Juan Manuel Santos
Former President of Colombia and Chair of The Elders
Biography
Juan Manuel Santos served as President of Colombia from 2010 to 2018. He currently serves as Chair of The Elders, an organization founded in 2007 by Nelson Mandela to align global leaders working for peace, justice, human rights, and a sustainable planet. Santos received the 2016 Nobel Peace Prize for his efforts to end Colombia's fifty-plus years of civil war. Before serving as President, he held positions as Colombia’s Minister of Foreign Trade, Minister of Finance, and Minister of Defense.
Santos holds business and economics degrees from the University of Kansas and completed his post-graduate studies at the London School of Economics, the Fletcher School of Law and Diplomacy, and Harvard University, where he obtained a Master’s in Public Administration.

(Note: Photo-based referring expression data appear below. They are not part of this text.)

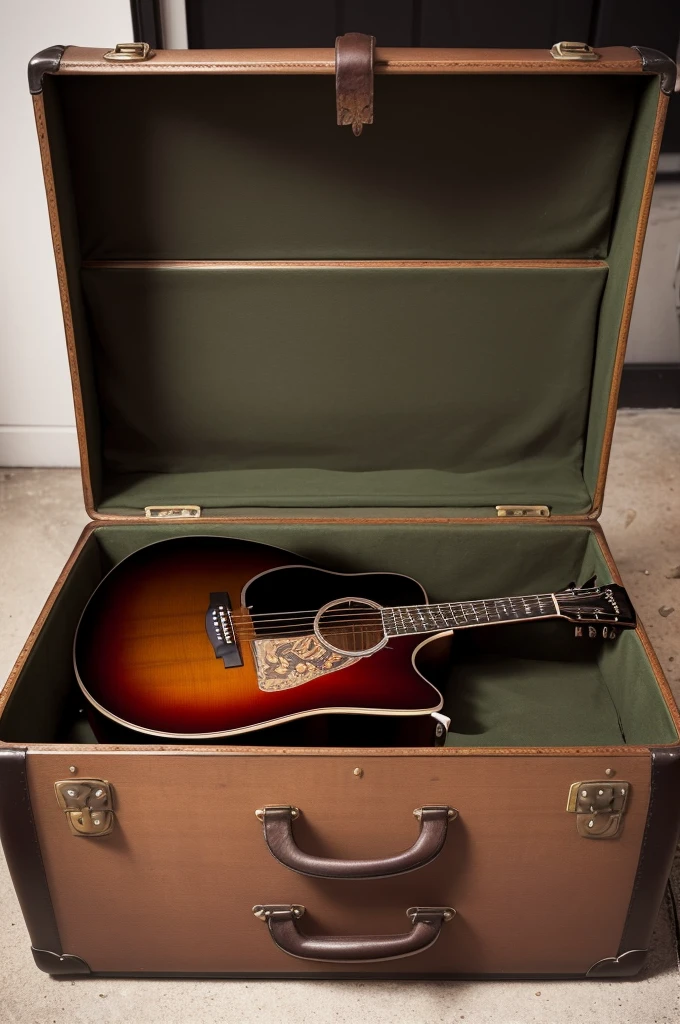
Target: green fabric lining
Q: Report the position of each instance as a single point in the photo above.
(254, 167)
(195, 180)
(514, 685)
(628, 210)
(344, 386)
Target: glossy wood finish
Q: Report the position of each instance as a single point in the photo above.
(143, 657)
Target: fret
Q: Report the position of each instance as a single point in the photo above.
(432, 617)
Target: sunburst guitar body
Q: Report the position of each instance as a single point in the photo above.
(151, 650)
(209, 637)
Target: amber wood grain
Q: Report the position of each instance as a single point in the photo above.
(628, 302)
(321, 60)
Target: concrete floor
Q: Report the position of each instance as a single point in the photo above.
(40, 518)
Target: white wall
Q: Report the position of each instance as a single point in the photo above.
(654, 335)
(36, 409)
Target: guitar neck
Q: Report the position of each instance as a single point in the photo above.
(463, 614)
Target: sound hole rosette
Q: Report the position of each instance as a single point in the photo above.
(335, 621)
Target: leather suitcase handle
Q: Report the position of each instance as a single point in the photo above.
(282, 921)
(353, 79)
(278, 828)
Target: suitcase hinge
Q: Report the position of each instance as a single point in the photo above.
(574, 51)
(88, 805)
(172, 511)
(130, 51)
(524, 510)
(598, 807)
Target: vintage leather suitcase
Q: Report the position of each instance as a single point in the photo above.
(355, 348)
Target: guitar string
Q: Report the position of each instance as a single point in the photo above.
(407, 608)
(374, 622)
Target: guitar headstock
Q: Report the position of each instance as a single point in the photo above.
(589, 605)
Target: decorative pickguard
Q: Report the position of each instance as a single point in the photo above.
(289, 662)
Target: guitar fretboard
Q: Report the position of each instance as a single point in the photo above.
(432, 617)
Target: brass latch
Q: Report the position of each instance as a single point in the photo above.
(574, 51)
(130, 51)
(172, 511)
(598, 807)
(522, 510)
(88, 805)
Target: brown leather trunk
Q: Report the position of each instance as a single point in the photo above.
(170, 870)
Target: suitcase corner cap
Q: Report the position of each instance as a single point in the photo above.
(45, 62)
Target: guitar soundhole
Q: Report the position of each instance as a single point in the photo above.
(351, 626)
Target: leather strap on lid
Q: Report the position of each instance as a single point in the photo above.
(353, 79)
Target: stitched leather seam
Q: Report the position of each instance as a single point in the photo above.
(539, 66)
(653, 782)
(43, 894)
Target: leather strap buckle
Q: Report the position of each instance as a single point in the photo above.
(353, 79)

He serves on several boards, including as chairman of the Compaz Foundation, which he created to contribute to peacebuilding in Colombia, as well as the International Crisis Group, the Rockefeller Foundation, and the Wildlife Conservation Society.
Santos has been an Angelopoulos Fellow at the Harvard Kennedy School, a visiting professor of development at Oxford University, the George W. Ball Adjunct Professor at Columbia University, a special professor at the Universidad Nacional de Colombia, and a senior policy fellow and distinguished visiting professor at the University of Notre Dame’s Kroc Institute for International Peace Studies.